He blotted surreptitiously at the now icy-cold remnants of the spilled coffee that had dripped down onto his crotch, and pulled up the message he’d started to draft the night before. It was to both his “masters”—CentCom and EuCom, info to CNO and State.
“Captain?”
He looked up at Bart Danenhower’s broad, blank face. The engineer nodded, taking off the locomotive driver’s cap and wiping his forehead on one sleeve. He shuddered. “Jesus, it’s cold in here.”
“How you doing, Bart?”
“Okay, sir. I did the math you wanted. On fuel.”
“Yeah, we got to talk about that. Drills going okay?”
“DCA’s running them. Concentrating on fire and flooding.”
“We still seeing water in the CRP system?”
“No more than usual.”
“Engine control consoles? Any more groundings?”
“Not so far.” The CHENG laid out xeroxes of their fuel-consumption curves and positioned a calculator. “We refueled to 100 percent two days ago. Fast transit to patrol area, so we’re down to 95 as of today. Our bottom’s clean so I’m going to use the class manual for consumption curves. Here’s our options. Our quietest patrol speed is thirteen knots.”
Dan lifted his eyebrows. “That high?”
“Yeah, not what you’d expect, but we’re actually quietest with both shafts powered and both props at 100 percent pitch. Got to realign the masking system, but that’s the way we put the least noise in the water. See, below 100 percent, your props cavitate. Slowest we can go at full pitch on both shafts is about 12.8 knots.”
“That’s going to cut way down on our on-station time.”
“I get six days to 50 percent. Factoring in electrical load, with the radar going full power.”
“Damn it, Bart. I just don’t know if they’ll be willing to break me out a tanker six or seven days from now. Anything could be happening by then.” At 50 percent fuel he had to holler for help. At 30 he had to leave station, unless ordered to remain. He grimaced, remembering the weather report; heavier seas would increase fuel consumption too. Jamming him tighter and tighter into a very narrow corner. He sighed. “You said there’s another option?”

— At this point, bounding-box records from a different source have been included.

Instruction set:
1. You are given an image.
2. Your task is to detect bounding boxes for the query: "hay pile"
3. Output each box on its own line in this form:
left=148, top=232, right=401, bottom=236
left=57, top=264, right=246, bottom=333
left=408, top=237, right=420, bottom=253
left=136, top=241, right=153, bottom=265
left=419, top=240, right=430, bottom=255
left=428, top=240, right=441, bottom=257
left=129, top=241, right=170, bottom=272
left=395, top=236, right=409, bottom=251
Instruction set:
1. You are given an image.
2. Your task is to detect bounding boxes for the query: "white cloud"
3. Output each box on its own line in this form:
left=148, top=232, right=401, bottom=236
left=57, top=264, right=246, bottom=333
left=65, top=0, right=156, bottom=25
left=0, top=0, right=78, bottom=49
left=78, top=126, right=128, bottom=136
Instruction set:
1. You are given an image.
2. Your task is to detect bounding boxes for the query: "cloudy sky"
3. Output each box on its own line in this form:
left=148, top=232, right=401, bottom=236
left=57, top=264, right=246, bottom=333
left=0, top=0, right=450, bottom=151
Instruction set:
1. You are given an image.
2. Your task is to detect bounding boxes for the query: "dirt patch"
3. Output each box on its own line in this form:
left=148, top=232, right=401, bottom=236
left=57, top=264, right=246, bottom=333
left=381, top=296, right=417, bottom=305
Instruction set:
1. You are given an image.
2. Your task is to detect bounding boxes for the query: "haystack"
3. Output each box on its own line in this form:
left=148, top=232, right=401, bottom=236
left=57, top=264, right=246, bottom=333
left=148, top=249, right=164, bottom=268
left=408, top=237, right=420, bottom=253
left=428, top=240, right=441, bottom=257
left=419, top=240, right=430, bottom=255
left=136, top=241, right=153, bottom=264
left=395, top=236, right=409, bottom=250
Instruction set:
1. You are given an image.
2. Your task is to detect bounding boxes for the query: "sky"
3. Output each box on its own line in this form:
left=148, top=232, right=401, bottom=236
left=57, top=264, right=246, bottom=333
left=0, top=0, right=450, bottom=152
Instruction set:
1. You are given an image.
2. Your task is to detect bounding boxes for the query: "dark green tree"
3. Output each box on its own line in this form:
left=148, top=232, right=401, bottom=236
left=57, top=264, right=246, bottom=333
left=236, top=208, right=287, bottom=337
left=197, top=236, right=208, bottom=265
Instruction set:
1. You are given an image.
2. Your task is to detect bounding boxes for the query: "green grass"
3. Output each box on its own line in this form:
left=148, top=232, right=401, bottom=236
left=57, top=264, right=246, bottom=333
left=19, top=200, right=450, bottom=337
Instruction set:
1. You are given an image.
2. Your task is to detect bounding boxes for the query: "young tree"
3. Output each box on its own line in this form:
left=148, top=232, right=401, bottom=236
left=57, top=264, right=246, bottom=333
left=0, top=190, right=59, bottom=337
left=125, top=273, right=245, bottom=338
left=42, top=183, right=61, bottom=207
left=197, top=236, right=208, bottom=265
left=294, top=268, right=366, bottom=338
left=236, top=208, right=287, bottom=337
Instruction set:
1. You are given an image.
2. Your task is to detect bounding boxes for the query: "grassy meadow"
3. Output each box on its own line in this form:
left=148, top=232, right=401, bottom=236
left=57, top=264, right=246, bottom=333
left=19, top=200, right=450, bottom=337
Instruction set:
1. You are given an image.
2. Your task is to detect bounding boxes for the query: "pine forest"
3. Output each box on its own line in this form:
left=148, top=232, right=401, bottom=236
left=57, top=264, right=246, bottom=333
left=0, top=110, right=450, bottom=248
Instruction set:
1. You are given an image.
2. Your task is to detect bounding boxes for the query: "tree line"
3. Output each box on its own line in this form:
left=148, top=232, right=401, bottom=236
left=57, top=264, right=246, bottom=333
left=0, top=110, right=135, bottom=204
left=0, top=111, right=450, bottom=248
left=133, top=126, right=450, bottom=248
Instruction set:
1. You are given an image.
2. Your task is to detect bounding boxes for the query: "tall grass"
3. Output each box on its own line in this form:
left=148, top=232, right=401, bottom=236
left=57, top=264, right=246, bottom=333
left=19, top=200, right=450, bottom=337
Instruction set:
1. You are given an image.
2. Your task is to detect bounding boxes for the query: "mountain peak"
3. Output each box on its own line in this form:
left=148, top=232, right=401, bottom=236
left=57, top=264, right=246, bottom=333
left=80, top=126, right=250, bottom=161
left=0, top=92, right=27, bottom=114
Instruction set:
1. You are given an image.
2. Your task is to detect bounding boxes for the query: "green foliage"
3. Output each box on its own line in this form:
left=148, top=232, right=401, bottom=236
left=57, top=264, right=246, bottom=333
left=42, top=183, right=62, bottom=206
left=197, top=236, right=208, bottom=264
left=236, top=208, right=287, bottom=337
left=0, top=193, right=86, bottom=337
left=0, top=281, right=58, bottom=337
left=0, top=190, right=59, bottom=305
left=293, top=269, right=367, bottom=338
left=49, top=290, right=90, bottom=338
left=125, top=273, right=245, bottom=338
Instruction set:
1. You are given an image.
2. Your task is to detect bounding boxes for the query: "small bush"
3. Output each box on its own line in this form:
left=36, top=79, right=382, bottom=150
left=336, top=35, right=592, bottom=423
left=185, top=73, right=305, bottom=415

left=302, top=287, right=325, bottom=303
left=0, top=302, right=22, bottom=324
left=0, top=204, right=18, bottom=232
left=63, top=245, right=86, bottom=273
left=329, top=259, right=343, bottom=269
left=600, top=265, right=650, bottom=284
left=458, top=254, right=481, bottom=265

“Kind of out there, but I can shift to a one-shaft, nonstandard-configuration low-speed mode. That gets me down to six knots. Not as quiet, but close.”
“How many days does that buy us?”
“Eight days to 50 percent, ten days to 30.”
“Not great, but better. What’s the downside? Of this nonstandard configuration?”
“Got to run everything from Main Control. Not the bridge. So if you suddenly need to crank on the knots, it’ll take longer.”
“How much longer?”
“Depends on how much faster you want to go, but it won’t be that long. Maybe five, ten minutes.”
Dan blew out and scratched his head. “I don’t like it. But I guess we have to. At least until we get some clue how long we’ll be out here. —Cheryl, d’you hear that? We’re going down to six knots, but—”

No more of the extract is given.